Sunday, August 22, 2010

Rex is a Good Man


Rex is my nephew. He is a 105lb Chocolate Doberman. His mother is Betsy Peticolas, chronicled earlier in this blog as one of my best friends of all time and quite literally my sister, if not by blood then by love, time, intention, and involvement. I used to be so scared of Rex. He was like an enormous gargoyle that came to life and suddenly wanted to eat my face off. He always barked ferociously when he saw me. He looked like the devil, I swear. His swarthy coat looked somehow reddish in certain lights. His pointy ears looked like little horns. His fangs were dying to take a bite out of me. I just knew it. He wanted to hurt me and he would, given the chance, he would. I just knew he wanted to, too.
Betsy and I live in the same apartment complex. It's great having her so close. We share everything: groceries, music, internet, TV, books, soap....but Rex was making everything difficult. I couldn't go over without him having to be locked up in his room. I never would knock because Rex hates knocking so I would just call whenever I was on my way over and Betsy would put him in his room. Many times Betsy would answer the door and find me around the corner with my back against the panels, shaking. "Kristin! What's wrong with you? He's not going to hurt you! And he's in his room. Silly!" On and on it went. Day after day. Shaking, barking, hiding.
Occasionally other friends would want to interact with Rex. If I was there Betsy would warn the room, "Rex and Kristin don't really get along. He will probably bark at her. Don't be alarmed. He never does that with anyone else. Just her. It's because she's so tense and fearful. He's simply reacting to her fear." And sure enough, as soon as he saw me, he would bark. I was literally afraid for my life. I envisioned myself being mauled by this ferocious beast, losing an eye brow, knee cap, a considerable amount of hair, perhaps an eye. I'd end up wearing a patch and children would scream at the sight of me.
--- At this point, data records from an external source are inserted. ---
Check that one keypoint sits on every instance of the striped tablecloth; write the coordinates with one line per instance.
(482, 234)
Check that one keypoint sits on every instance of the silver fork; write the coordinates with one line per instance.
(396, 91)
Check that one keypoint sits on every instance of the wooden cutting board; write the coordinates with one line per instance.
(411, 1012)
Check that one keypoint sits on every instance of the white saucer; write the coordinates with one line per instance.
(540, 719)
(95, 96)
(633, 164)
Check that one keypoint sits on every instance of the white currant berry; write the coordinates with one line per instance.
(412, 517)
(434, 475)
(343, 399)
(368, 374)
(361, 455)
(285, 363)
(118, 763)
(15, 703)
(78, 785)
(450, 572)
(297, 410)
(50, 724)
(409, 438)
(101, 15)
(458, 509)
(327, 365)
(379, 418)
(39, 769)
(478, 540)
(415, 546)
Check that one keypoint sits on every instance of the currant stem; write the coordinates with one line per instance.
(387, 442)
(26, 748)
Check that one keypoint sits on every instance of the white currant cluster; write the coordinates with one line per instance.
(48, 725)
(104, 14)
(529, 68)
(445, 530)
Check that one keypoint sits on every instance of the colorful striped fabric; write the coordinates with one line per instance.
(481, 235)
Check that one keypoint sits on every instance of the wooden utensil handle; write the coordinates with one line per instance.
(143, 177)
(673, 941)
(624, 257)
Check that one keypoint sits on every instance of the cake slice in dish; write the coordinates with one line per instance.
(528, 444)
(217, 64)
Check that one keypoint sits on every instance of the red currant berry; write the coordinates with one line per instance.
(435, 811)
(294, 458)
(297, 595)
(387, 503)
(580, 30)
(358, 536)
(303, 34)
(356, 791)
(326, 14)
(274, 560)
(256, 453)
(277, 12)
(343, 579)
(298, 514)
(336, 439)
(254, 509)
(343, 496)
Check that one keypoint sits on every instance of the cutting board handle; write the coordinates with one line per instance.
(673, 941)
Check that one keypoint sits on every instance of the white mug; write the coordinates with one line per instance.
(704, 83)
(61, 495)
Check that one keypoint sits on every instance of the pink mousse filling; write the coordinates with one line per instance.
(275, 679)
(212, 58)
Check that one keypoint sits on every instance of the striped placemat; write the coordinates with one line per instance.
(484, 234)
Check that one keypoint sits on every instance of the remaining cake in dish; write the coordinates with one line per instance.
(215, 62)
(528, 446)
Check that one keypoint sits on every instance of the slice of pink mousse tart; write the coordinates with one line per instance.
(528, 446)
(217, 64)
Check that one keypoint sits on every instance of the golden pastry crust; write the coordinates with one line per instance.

This is what I saw in my mind's eye.
Somehow or another we started taking walks. At first I walked at quite a distance. Slowly I got closer. Then I began to think about petting him. Then I did pet him. As weeks passed I took to using a cutesy voice with him. I don't know how it happened! It just did! Before I knew it we were pals! We cuddle now! He's dying to kiss me but I never ever let him! Ha! We are family! Finally! In every sense. Our close friends are awed, inspired, and touched by the evolution of it all. It's quite a thing.
Betsy said something really brilliant tonight. "Kristin, I think your relationship with Rex can be likened to your relationships with men." She had my attention in an instant. "What I mean is, remember how terrified you were? You were positive he would hurt you. You had no doubt. But did he ever hurt you?" "No. Never even once." "Is he a bad dog?" "No." In fact, whenever I see Rex I always tell him he is such a good man, and I really mean it. "Kristin, Rex didn't change.
You did. Rex didn't take any behavior classes or have some sort of doggy epiphany. You started to trust him. You started to love him. And now he loves you, too." We went on to discuss how I've been with men; scared to death, shaking, hiding around the corner. I don't trust them. I just know they want to hurt me and will, given the chance. Hmmmmm....maybe not? Maybe they will if I expect it. It's one of those annoying self fulfilling prophesy things. We often create in reality what we are afraid of. Perhaps we are trying to prove ourselves right. At what expense? Our hearts' demise? No thank you. I don't want to be right anymore. I want to be loved. I used to think trouble loved me. Turns out Rex does, perhaps even more than trouble.